Akane Otani and Christopher Whittall of The Wall Street Journal had the news:
The rebound of the tech-heavy Nasdaq, combined with the broader market milestones, was an encouraging sign to analysts who had worried about the durability of stock-market gains built on relatively safe trades.
After outpacing other major indexes for the past four years, the Nasdaq has lagged its peers in 2016, as investors piled into high-dividend sectors like utilities while pulling out of shares of tech and health-care companies. Investors tend to turn to the former, considered bond proxies, when they are uncertain about economic growth.
“As the environment looks less scary, it makes sense to go after what was perceived as being these riskier, growth-oriented stocks,” said Karyn Cavanaugh, senior market strategist at Voya Investment Management. “Once people think there’s a little less risk, they’ll go pay for these growth stocks.”
On Tuesday, the Dow industrials rose 121 points, or 0.7%, to 18348 to climb past its previous closing record of 18312.39 set May 19, 2015. The blue-chip index hit six records last year, 38 in 2014 and 52 in 2013, after five years without one.
Rodrigo Campos of Reuters noted that cyclical stocks boosted the market:
Cyclical sectors like technology, materials and energy posted the largest gains on the S&P, backed by the view that the U.S. economy, despite a slow start to the year, is on solid footing.
Cyclicals are seen taking the lead in stocks for the rest of the year after utilities, telecoms and consumer staples led the way in the first half.
“We believe earnings in the U.S. and GDP growth bottomed in the first quarter. If that is the case, stocks should continue on at least another 5-percent gain from here this year,” said Paul Zemsky, chief investment officer, Multi-Asset Strategies and Solutions at Voya Investment Management in New York.
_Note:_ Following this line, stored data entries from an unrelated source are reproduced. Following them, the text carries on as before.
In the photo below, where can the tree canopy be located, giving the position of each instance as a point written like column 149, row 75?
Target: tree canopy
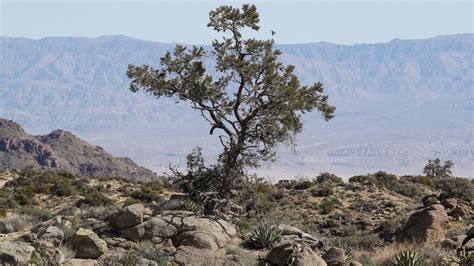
column 253, row 103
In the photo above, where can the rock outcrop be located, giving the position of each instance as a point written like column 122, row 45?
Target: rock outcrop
column 61, row 150
column 425, row 225
column 88, row 245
Earnings of S&P 500 companies are estimated to have fallen 5 percent in the second quarter, matching the drop in the first three months of the year, but a typical number of profit beats would leave the first quarter as the bottom of the earnings contraction.
Shreya Agarwal of Forbes wrote that oil prices also rose on Tuesday:
Energy, financials, and materials stocks led the day’s gains, while safety plays like utilities and consumer staples lagged. The 10-year Treasury yield rose to 1.52%, its highest level in two weeks as bond prices fell.
Oil prices surged 4.2% to $46.6 a barrel on expectations that U.S. crude stockpiles would show an eighth straight week of declines in trade data due out Wednesday.
Amazon surged briefly to a record high Tuesday morning as shoppers scoured its ‘Prime Day’ sales, but the shares surrendered those levels amid reports that some customers experienced trouble checking out on the dominant e-commerce site.
Automaker Tesla Motors TSLA -0.02% is reportedly being scrutinized by the SEC over a potential lack of disclosure surrounding a fatal May crash involving its autonomous driving technology. Shares of Tesla posted narrow losses Tuesday.